How Investment Banks Make Their Money

There were a lot of people who requested for this answer from a few e-mails I have been receiving, so I figured I will conduct an article which explains it. Investment banks have numerous methods in which they receive revenue. Just to inform you, the major investment banks are JP Morgan, Goldman Sachs, Meryll Lynch and Morgan Stanley. These investment banks have proven to be government backed, due to the size of the company’s operations and the how their overall performance impact our economy. An Investment Bank is exactly how it sounds. They handle other corporations, hedge funds, governments and individual investor’s funds, and also give them investment advice. Primarily, they have a number of top shareholders that invest huge sums of capital to the investment bank with expectations of the company’s stock to rise in the future, which will yield the investor a profit. These banks have traders and investments managers within its firm for various other methods of other financial gain.

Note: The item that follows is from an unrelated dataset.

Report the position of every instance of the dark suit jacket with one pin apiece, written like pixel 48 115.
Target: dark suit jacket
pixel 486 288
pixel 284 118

The investment banks mentioned above all issue IOUs, which are loans.  However, these IOUs cannot be compared to the US Treasury Bond as the T Bond has a history of no defaults, which reassures global investors and most crucially makes this particular investment known as a ‘safe haven’ investment in times of economic uncertainty or crisis, but for how long? Whenever they issue one of these IOU’s, they simply borrow from whoever purchases the IOU. The phrase simply means ‘I Owe You’ whatever the investors principal is, including the interest that is agreed. Their interest rates are usually higher than the US government treasuries as their investors would demand a higher rate on their investment considering they are not government and a collapse in the economy can affect their investment. The reason why the government treasuries are considered as a safe haven is simply because they own the printing presses, meaning they can print dollars to give you in any worse scenario, that’s if you are willing to accept it. The investment banks can’t simply do this, giving the government power. Every major investment bank operate in IOU issuing, from 1 month – 30-year maturity durations.

Reflecting back to the major investment banks being backed by the government, let’s take into consideration the 2008 financial crisis. Most of you may know of the $700 billion bailout money that all these investment banks received to make up for their risky Mortgage Backed Securities and other complex securities purchases. Each of these firms had huge amounts of investments in these securities, with leverage ratio’s as high as 16:1. When the value of these securities was revised by the Standard and Poor rating agencies, this devalued those assets, which ultimately led to a devaluation in global house prices. Let’s focus on Lehman Brothers. This is an investment bank that were heavily involved in the purchases of these risky securities. Unfortunately for Lehman, they did not receive any funding from the government. Barclays said they were willing to help out, if only the US Treasury could provide a back-stop. Evidently the US Treasury was not interested in providing a back-stop due to the risks, which led to Lehman Brothers filing for chapter 11 bankruptcy. Reflecting back to the IOU’s that each of these investment banks issue out, there are short-term to long-term IOUs. They could not make good on their T-notes, which were the IOU’s that had a relatively closer date to maturity – which will ultimately lead to a default on their loans. (Bear in mind that this was in the billions range if you calculate it collectively). Filing for bankruptcy for investment banks is clearly stating to the courts that they cannot make good on their IOU’s and they will need to disperse their assets in an orderly fashion in order for the payments to be returned to their investors and shareholders or its equivalent.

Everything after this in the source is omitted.